GLENWOOD
The music-room was on the east side of the hall at its farthest end. As Polly hurried along the hall, she caught sight of a woe-begone figure, and stopped short. The Admiral was waiting for her just beyond the arched entrance to the reception room. From where she stood, she could just see his shoulder, and some iron gray curls which shook a little, so she knew he must be laughing. The Admiral’s curls were always a weathervane of his mood. Polly hesitated, then following her first impulse, she slipped into the library, and put her hand on Crullers’ shoulder. Such an unhappy, moist Crullers, though, very different from the happy-go-lucky, easy-going girl of the past term. She raised a tearful face, and sobbed outright.
“I’m not going back home.”
“You’re not!” Polly checked herself. She was not much given to expostulations. The shortest way around any trouble was straight through the middle, she always held. “Why aren’t you?”
“The children are down with measles, so I’ll have to stay here for weeks, and it spoils my vacation.”

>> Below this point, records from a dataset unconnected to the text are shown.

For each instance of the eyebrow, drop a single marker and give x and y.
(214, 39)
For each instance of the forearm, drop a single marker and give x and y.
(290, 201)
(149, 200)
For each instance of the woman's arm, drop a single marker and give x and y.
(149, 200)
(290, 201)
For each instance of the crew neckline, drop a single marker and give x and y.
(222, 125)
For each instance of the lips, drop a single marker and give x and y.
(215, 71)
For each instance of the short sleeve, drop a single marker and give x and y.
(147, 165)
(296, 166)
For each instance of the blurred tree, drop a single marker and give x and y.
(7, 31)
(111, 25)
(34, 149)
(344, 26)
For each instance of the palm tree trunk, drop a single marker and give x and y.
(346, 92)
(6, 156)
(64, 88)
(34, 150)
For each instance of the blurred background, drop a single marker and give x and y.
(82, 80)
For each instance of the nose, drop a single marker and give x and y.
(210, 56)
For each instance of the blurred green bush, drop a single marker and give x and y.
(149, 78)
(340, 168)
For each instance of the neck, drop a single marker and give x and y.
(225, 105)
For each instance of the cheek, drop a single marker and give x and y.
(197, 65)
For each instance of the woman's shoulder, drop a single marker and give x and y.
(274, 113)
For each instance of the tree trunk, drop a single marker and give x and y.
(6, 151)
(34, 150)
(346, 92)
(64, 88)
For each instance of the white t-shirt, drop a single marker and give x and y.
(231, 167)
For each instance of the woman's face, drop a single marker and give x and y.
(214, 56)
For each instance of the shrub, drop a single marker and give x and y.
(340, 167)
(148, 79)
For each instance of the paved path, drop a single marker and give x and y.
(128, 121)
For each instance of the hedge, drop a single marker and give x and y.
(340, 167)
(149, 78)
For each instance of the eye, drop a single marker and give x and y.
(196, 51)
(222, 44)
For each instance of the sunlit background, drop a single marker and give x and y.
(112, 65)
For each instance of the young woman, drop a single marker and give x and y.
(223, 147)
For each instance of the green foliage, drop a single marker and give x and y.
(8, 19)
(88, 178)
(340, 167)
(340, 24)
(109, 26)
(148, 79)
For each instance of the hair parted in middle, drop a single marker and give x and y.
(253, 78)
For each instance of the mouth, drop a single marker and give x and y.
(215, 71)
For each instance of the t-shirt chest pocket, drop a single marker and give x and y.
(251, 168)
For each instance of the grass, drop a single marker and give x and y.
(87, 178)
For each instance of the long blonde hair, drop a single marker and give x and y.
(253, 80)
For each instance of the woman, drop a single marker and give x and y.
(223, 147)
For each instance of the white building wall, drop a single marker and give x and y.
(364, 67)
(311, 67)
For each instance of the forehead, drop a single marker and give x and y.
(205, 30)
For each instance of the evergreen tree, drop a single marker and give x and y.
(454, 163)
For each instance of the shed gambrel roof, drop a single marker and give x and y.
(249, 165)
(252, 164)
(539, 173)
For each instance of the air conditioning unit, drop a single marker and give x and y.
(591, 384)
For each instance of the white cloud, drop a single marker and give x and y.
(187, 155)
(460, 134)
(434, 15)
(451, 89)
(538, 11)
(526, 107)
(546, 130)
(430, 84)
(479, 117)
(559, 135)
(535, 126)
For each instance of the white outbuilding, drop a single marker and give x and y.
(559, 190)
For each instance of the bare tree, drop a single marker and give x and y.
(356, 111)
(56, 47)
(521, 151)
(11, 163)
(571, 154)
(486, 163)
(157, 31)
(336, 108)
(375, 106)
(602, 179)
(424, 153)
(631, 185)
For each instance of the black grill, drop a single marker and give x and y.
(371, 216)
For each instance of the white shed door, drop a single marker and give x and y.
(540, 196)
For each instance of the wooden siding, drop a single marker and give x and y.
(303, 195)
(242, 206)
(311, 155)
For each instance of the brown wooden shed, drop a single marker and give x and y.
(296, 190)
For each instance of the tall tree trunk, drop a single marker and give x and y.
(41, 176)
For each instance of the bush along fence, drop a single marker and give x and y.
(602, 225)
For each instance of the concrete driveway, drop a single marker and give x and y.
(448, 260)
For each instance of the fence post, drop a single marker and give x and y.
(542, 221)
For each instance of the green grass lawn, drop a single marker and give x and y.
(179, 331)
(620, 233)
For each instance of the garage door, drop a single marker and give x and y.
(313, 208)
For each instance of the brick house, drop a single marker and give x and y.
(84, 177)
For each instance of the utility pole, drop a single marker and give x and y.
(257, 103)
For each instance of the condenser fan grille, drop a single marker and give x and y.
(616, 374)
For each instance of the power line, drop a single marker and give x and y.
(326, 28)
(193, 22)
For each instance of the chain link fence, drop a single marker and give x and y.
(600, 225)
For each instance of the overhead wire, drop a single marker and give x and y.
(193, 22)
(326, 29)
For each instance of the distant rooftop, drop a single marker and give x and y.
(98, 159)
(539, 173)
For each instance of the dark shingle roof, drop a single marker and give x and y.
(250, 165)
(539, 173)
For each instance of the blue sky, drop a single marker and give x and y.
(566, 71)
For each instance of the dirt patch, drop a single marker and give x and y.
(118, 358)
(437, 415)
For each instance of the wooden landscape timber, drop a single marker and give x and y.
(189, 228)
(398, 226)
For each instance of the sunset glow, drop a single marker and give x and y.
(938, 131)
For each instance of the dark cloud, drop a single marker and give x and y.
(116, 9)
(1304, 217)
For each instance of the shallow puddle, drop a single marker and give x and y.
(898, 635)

Polly considered. It was not a very joyous outlook. During the long summer vacation, the big gray house was shrouded in darkness, and Miss Calvert usually went to the seashore for a rest.
“Maybe Honoria would take you with her when she goes away,” Polly suggested, but Crullers shook her head dismally.
“No, she won’t. She says she doesn’t want any such responsibility as I would be. I am to be left here with Annie May and Fraulein.”
Polly frowned at such an outlook. Annie May was not so bad. The big-hearted old colored mammy who acted as cook at the Hall was far preferable as a pleasant companion to Fraulein, the teacher of German, with her neuralgia and shaded eyeglasses. Polly had always said that she believed those glasses were the whole reason why Fraulein took such a dismal view of life. Green glasses were enough to turn Harlequin into an undertaker.
“Don’t you mind, Crullers, precious,” she said, patting the round rosy cheek nearest her. “The girls from our own crowd are coming over to Glenwood on Saturday, and you ask Miss Calvert to let you come along with them. I have a plan ahead for the summer, and maybe you could go with us. Who knows? Don’t cry. I never cry except when things are all wrong, and I can’t fix them right. We’ll find a way.”